De hanenkam of cantharel (Cantharellus cibarius) is een paddenstoel uit de familie Cantharellaceae en namen we waar op landgoed Vennebroek. De soort wordt ook ‘dooierzwam’ genoemd. Het is een eetbare paddenstoel met een licht peperachtige smaak.
Uiterlijk
De 3-10 cm brede hoed van de hanenkam is in de jeugd convex, later trechtervormig met een wat ingerolde rand. De kleur van de hoed varieert van wittig tot dooiergeel en zelfs oranje. De dooiergele lijsten aan de onderkant van de hoed zijn onregelmatig gevorkt en lopen ver op de steel af. De 3-8 cm lange steel heeft de kleur van de hoed en wordt naar beneden smaller. Het witte vlees heeft de geur van abrikozen.

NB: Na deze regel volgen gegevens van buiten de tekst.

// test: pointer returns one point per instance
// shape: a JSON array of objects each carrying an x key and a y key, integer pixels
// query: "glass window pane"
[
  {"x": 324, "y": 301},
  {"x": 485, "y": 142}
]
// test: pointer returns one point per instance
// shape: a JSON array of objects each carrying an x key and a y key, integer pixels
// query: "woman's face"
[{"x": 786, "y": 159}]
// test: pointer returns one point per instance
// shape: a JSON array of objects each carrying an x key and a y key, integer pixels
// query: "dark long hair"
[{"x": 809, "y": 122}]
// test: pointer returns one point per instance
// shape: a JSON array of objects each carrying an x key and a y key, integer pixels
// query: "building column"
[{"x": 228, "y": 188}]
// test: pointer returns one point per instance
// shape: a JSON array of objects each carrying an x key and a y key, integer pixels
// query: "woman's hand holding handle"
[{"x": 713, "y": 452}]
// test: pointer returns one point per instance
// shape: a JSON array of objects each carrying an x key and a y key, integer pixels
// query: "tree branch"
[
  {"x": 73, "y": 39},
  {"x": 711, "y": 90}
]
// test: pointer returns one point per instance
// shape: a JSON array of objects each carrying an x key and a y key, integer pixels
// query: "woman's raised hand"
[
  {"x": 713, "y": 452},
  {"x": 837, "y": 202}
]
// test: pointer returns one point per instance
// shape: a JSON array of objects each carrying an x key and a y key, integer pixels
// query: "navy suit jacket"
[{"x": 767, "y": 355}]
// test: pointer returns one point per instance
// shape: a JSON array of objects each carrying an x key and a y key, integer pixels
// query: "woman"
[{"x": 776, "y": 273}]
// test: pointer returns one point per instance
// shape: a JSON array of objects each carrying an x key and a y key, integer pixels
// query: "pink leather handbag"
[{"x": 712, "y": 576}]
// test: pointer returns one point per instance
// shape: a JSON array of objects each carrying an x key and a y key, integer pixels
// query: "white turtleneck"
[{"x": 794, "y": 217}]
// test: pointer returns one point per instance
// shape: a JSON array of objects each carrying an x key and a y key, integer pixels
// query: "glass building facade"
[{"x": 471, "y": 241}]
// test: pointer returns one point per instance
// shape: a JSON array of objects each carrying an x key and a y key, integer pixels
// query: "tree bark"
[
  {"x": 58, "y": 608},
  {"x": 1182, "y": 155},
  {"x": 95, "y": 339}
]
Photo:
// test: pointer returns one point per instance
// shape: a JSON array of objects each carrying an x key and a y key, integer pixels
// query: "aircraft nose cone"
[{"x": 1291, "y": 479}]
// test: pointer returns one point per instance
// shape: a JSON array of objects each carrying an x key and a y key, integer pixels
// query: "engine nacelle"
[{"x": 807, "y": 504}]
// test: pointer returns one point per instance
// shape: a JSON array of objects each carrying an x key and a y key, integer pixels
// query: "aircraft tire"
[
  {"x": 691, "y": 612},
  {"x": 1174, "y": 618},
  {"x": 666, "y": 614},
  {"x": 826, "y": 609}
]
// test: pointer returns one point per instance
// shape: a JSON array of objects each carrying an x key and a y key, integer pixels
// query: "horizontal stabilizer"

De hanenkam komt tegenwoordig veel minder voor dan in het verleden, wellicht door overmatig verzamelen. Op zure zandgrond is hij vrij algemeen in naald- en loofbossen bij den, eik, beuk en berk van juni tot oktober. In Nederland staat de hanenkam op de Rode Lijst in de categorie kwetsbaar.
Gebruik
De hanenkam is een geliefde paddenstoel door zijn pepersmaak, zijn lange houdbaarheid en goede herkenbaarheid. Verwisseling kan plaatsvinden met de valse hanenkam (Hygrophoropsis aurantiaca), die onsmakelijk, maar niet giftig is. In tegenstelling tot de meeste eetbare paddenstoelen kan de hanenkam niet gedroogd bewaard worden. Ingevroren kan hij enige maanden bewaard worden, als hij vers geplukt en gereinigd is.